Hinsichtlich der Bezugsquellen stellt der Bericht jedoch fest, “dass Cannabis weiterhin in großem Umfang illegal durch „social supply“ weitergegeben/bezogen wird.” Dies erklären die Autoren damit, dass nicht alle Konsumenten “Interesse an oder Ressourcen für einen Eigenanbau” besitzen. Wenn über diesen Mechanismus Ernteüberschüsse aus legalem Eigenanbau weitergeben werden, sei somit die Ursprungsquelle legal, die Bezugsquelle jedoch illegal.
Um diese Art der Versorgung gänzlich zu legalisieren, bräuchte es demnach aus Sicht des DHV eine Änderung des KCanGs, welche die nicht kommerzielle Weitergabe von Cannabis zwischen Erwachsenen gestattet. Eine Praxis, die in Kanada, Uruguay und vielen US-Staaten, die Cannabis legalisiert haben, erlaubt ist (häufig bis zur Besitzobergrenze in der Öffentlichkeit). Auch die Schweiz hat in ihrem aktuellen Gesetzentwurf für die Legalisierung von Cannabis die Möglichkeit der nicht-kommerziellen Weitergabe verankert.
Das Sorgenkind des KCanG: Anbauvereinigungen
Anbauvereinigungen sind eine von zwei legalen Quellen für Genusscanabis in Deutschland. Ihre Bedeutung für die Versorgung der Konsumenten war jedoch 2024 sehr gering. Auch wenn die Menge von in AVs produziertem Cannabis 2025 deutlich steigen dürfte, identifiziert der erste Zwischenbericht der Evaluation einige zentrale Probleme, mit denen AVs in Deutschland zu kämpfen haben. Zu diesen gehören langwierige Genehmigungsprozesse, hohen Kosten durch Sicherheitsauflagen und die Umsetzung gesetzlicher Anforderungen. Die Autoren schließen daraus, “dass Anbauvereinigungen ohne gesetzliche bzw. regulatorische Korrekturen kurzfristig keinen maßgeblichen Beitrag dazu leisten werden, den Schwarzmarkt zu verdrängen.”

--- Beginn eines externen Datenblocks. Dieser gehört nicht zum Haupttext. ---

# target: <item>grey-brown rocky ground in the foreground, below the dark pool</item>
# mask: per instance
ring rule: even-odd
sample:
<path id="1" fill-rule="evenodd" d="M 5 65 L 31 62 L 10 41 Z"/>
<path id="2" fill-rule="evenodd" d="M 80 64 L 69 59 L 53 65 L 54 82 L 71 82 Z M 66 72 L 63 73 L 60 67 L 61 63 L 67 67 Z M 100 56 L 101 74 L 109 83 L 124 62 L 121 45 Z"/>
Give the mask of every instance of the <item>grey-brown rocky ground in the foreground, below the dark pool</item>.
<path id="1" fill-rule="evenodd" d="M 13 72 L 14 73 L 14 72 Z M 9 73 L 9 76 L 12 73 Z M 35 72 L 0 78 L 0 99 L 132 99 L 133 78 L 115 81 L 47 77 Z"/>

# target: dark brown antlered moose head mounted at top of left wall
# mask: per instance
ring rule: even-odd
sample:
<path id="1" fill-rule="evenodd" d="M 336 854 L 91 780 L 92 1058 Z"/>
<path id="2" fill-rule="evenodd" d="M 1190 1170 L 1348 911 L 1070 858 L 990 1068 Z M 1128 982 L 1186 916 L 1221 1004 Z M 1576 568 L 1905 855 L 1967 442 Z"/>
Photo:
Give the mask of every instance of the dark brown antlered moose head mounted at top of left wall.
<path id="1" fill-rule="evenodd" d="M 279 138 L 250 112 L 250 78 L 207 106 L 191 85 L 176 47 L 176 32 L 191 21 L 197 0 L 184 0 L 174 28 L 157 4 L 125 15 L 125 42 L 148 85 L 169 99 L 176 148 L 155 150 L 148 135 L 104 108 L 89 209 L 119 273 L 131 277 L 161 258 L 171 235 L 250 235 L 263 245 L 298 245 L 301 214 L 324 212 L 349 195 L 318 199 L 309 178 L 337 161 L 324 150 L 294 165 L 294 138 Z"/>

Aus den vorliegenden Daten ließen sich keine konkreten Veränderungen direkt ableiten. Jedoch betonen die Autoren, dass sie aufgrund von Interviews mit beteiligten Akteuren (Beamt:innen in Zulassungsbehörden und Mitgliedern) einige Anhaltspunkte für Änderungen am KCanG ausfindig machen konnten. Zu diesen gehörten eine Vereinfachung der Vorgaben für die Genehmigung von AVs sowie für den Anbau von Cannabis in diesen, bundesweit einheitliche Verfahren für den Genehmigungsprozess, ein zentrales öffentliches Register aller genehmigten AVs zur Erhöhung der Sichtbarkeit für interessierte potentielle Mitglieder, sowie eine Modifikation des Werbeverbots, so dass AVs “sachlich über ihr Angebot informieren dürfen, sofern zugleich über die Risiken des Cannabiskonsums aufgeklärt wird.”